In the example above, although func(v2) < 10 cannot be used for sparse filtering, SynxDB Cloud still uses v1 < 3 to optimize query performance. This approach ensures that partial performance optimization is achieved even in complex queries.

Note

  • The effectiveness of sparse filtering depends on the query conditions.

  • It is recommended to enable statistics on columns that are frequently used as filter conditions.

  • Certain conditions (like custom functions) will be ignored.

Limitations of Cloud tables

  • The Cloud format does not support Write-Ahead Logging (WAL), so there is no data backup between the primary and mirror servers.

SQL options for the Cloud format

The Cloud format supports SQL options to control its behavior. You can use these options in the WITH() clause, for example, WITH(minmax_columns='b,c', storage_format=porc).

Name

Type

Valid values

Description

storage_format

string

  • porc

  • porc_vec

Controls the internal storage format. porc (default) stores data in a normal format and skips null values. porc_vec stores data in a vector format, always saving nulls for fixed-length fields.

compresstype

string

  • none

  • rle

  • zstd

  • zlib

  • dict

Specifies the compression method for column values. Only one can be selected. The default is none.

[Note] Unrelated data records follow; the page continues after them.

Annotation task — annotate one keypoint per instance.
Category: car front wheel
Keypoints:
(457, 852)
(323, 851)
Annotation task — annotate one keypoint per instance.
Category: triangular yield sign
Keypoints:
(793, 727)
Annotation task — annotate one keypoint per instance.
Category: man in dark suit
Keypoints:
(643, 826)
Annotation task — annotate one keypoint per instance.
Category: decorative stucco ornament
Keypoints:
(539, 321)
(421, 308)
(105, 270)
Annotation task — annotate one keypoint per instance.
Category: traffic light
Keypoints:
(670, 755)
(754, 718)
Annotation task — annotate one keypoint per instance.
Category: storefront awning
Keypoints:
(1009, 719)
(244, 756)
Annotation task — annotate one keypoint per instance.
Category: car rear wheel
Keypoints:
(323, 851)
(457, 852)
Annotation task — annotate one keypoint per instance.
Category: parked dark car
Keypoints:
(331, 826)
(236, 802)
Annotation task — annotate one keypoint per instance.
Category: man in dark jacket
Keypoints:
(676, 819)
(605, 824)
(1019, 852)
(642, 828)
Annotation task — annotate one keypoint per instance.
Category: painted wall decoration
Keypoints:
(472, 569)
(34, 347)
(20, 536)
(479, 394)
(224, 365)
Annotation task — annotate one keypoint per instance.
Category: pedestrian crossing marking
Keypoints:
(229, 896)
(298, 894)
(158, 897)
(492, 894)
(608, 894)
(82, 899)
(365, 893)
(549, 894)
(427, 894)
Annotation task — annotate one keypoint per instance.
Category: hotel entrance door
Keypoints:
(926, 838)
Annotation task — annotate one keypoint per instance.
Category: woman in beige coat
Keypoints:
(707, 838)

  • none: No compression is applied.

  • rle: Uses run-length encoding for consecutive duplicate data.

  • zstd: A fast algorithm with a high compression ratio.

  • zlib: A general-purpose algorithm suitable for most data.

  • dict: Uses dictionary encoding for numerous duplicate strings. (Experimental, not for production use).

compresslevel

int

An integer from 0 to 19

Specifies the compression level (default is 0). A lower value is faster, while a higher value provides a better compression ratio. It is only effective when used with compresstype.

minmax_columns

string

A comma-separated list of valid column names

Records min/max statistics for the specified columns to accelerate queries. Statistics are no longer recorded for a column if it is renamed. Changes made via ALTER TABLE only apply to new data files, not existing ones.

cluster_columns

string

A comma-separated list of valid column names

Hints to cloud to store data in a clustered manner. When using the CLUSTER command, data is sorted by these columns. The sorting method is controlled by the cluster_type parameter.

bloomfilter_columns

string

A comma-separated list of valid column names

Computes a bloom filter for the data in the specified columns to be used for data filtering.

parallel_workers

int

[0,64]

A PostgreSQL option that specifies the number of parallel workers for a parallel scan.

cluster_type

string

  • lexical

  • zorder

Specifies the clustering method when sorting is based on columns defined in reloptions. Valid values are lexical and zorder. lexical sorts data based on the values and sequence of the specified columns. zorder encodes the values of multiple columns into a single byte array and then sorts the byte array.

These option values only affect newly inserted and updated data and do not change existing data.

Cloud storage configuration parameters (GUC)

In addition to the SQL options above, you can tune Cloud storage behavior through a set of cloud.* GUC parameters (such as cloud.pax_enable_sparse_filter, cloud.pax_bloom_filter_work_memory_bytes, and cloud.pax_max_tuples_per_group). You can set these parameters at the session level using the SET command. For the full list and detailed descriptions, see Configuration Parameters.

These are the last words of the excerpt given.